[v2,01/21] scatterlist: Introduce sg_map helper functions
diff mbox

Message ID 1493144468-22493-2-git-send-email-logang@deltatee.com
State New, archived
Headers show

Commit Message

Logan Gunthorpe April 25, 2017, 6:20 p.m. UTC
This patch introduces functions which kmap the pages inside an sgl.
These functions replace a common pattern of kmap(sg_page(sg)) that is
used in more than 50 places within the kernel.

The motivation for this work is to eventually safely support sgls that
contain io memory. In order for that to work, any access to the contents
of an iomem SGL will need to be done with iomemcpy or hit some warning.
(The exact details of how this will work have yet to be worked out.)
Having all the kmaps in one place is just a first step in that
direction. Additionally, seeing this helps cut down the users of sg_page,
it should make any effort to go to struct-page-less DMAs a little
easier (should that idea ever swing back into favour again).

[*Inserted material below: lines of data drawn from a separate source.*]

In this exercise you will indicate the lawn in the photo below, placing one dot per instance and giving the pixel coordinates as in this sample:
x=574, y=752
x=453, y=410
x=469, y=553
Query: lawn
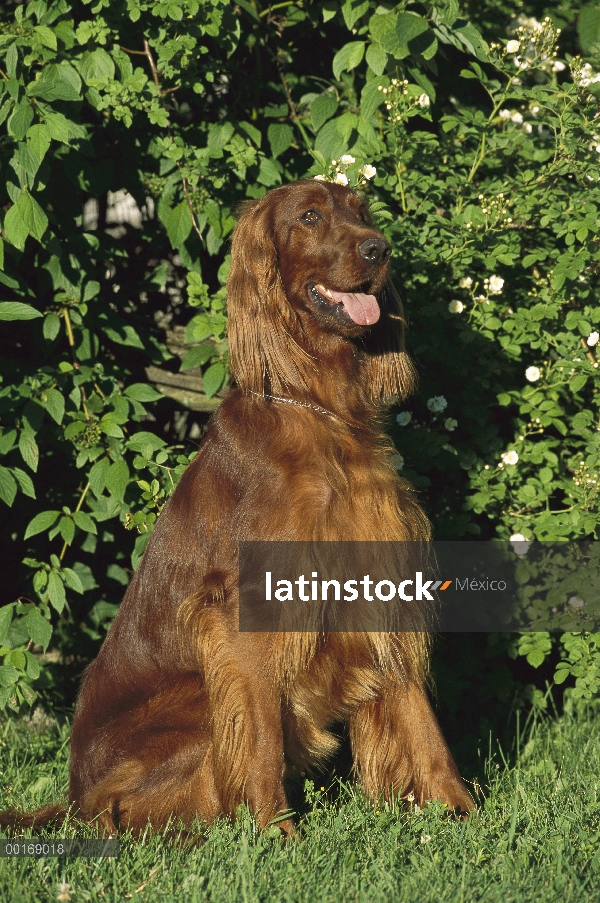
x=535, y=836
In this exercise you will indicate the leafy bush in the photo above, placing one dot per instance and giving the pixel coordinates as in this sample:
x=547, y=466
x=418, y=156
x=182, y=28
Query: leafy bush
x=132, y=128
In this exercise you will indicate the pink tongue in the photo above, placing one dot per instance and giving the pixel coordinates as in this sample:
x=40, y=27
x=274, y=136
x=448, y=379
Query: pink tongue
x=363, y=309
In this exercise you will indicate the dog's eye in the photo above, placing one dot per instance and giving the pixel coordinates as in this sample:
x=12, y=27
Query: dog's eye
x=311, y=217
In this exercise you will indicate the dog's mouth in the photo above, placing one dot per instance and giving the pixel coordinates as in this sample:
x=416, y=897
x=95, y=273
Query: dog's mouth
x=361, y=308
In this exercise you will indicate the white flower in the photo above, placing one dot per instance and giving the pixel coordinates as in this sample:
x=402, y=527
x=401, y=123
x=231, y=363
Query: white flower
x=397, y=462
x=368, y=171
x=520, y=544
x=437, y=404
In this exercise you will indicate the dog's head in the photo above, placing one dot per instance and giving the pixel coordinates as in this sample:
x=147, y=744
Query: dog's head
x=307, y=263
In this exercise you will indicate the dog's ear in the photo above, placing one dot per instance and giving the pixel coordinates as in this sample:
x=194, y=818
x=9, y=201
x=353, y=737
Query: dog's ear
x=261, y=323
x=392, y=374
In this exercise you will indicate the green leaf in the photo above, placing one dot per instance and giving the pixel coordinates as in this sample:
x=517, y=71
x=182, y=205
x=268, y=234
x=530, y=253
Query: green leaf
x=124, y=335
x=33, y=216
x=348, y=57
x=383, y=31
x=72, y=580
x=84, y=522
x=66, y=528
x=322, y=108
x=97, y=476
x=408, y=27
x=588, y=28
x=352, y=10
x=42, y=521
x=117, y=479
x=46, y=36
x=24, y=218
x=214, y=378
x=56, y=82
x=8, y=486
x=142, y=392
x=16, y=310
x=97, y=68
x=8, y=675
x=143, y=438
x=25, y=482
x=51, y=326
x=6, y=613
x=38, y=140
x=376, y=59
x=578, y=383
x=15, y=229
x=280, y=137
x=110, y=428
x=178, y=222
x=247, y=7
x=563, y=671
x=53, y=402
x=29, y=449
x=536, y=658
x=198, y=356
x=56, y=592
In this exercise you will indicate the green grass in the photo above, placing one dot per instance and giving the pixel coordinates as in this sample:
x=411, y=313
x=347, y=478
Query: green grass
x=535, y=837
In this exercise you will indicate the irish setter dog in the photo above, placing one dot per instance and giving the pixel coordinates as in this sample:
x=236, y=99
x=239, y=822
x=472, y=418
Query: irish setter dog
x=182, y=715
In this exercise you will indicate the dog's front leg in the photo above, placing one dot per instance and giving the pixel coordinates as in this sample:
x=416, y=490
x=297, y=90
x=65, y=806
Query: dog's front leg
x=398, y=748
x=245, y=721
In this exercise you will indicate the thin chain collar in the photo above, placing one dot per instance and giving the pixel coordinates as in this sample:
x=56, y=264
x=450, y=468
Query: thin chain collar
x=299, y=404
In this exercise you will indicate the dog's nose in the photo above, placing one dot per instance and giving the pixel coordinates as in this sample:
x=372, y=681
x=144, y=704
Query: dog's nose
x=375, y=250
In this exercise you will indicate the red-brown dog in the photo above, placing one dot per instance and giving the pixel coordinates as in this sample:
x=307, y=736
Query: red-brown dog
x=181, y=714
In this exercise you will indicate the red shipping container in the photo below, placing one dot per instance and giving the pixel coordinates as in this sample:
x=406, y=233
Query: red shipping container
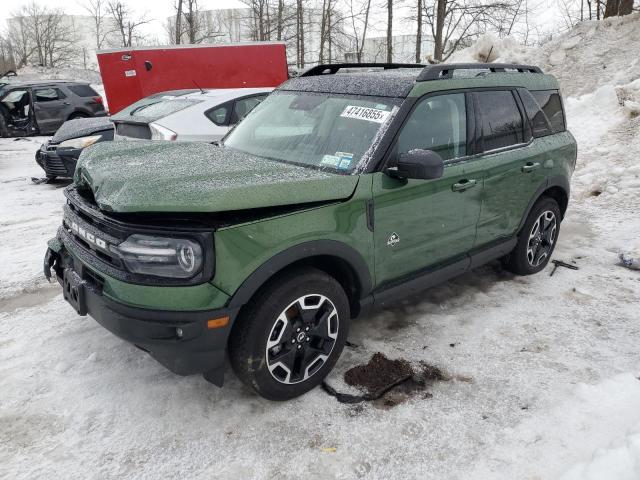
x=131, y=74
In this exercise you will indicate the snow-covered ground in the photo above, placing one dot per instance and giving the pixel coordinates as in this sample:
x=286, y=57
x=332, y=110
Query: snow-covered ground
x=544, y=369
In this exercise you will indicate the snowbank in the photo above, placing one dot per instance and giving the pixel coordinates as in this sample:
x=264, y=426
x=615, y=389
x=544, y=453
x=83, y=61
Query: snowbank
x=489, y=48
x=589, y=56
x=31, y=73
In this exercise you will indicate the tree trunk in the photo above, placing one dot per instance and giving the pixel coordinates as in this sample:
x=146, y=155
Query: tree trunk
x=438, y=49
x=323, y=27
x=364, y=31
x=419, y=33
x=389, y=31
x=279, y=26
x=179, y=22
x=300, y=34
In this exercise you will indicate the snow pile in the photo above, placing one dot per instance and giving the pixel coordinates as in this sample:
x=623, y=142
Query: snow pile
x=489, y=48
x=32, y=73
x=599, y=73
x=593, y=54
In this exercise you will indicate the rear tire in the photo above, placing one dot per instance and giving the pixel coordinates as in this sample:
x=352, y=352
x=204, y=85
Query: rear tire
x=537, y=239
x=289, y=337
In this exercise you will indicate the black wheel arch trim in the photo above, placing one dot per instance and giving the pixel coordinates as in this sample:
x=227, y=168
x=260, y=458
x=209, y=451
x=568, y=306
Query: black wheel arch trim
x=557, y=181
x=302, y=251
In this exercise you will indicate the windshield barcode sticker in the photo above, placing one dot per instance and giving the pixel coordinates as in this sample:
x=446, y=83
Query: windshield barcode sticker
x=364, y=113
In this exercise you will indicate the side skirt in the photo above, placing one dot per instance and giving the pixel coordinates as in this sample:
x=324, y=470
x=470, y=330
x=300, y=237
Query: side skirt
x=435, y=276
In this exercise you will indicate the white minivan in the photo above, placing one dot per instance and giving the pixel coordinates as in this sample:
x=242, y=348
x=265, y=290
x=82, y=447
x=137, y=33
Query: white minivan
x=186, y=115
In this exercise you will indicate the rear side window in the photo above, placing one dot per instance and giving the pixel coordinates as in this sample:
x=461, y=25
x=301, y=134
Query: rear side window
x=540, y=125
x=48, y=94
x=220, y=114
x=244, y=105
x=549, y=101
x=501, y=120
x=83, y=90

A flags option is added to select between a regular or atomic mapping so
these functions can replace kmap(sg_page or kmap_atomic(sg_page.
Future work may expand this to have flags for using page_address or
vmap. We include a flag to require the function not to fail to
support legacy code that has no easy error path. Much further in the
future, there may be a flag to allocate memory and copy the data
from/to iomem.

We also add the semantic that sg_map can fail to create a mapping,
despite the fact that the current code this is replacing is assumed to
never fail and the current version of these functions cannot fail. This
is to support iomem which may either have to fail to create the mapping or
allocate memory as a bounce buffer which itself can fail.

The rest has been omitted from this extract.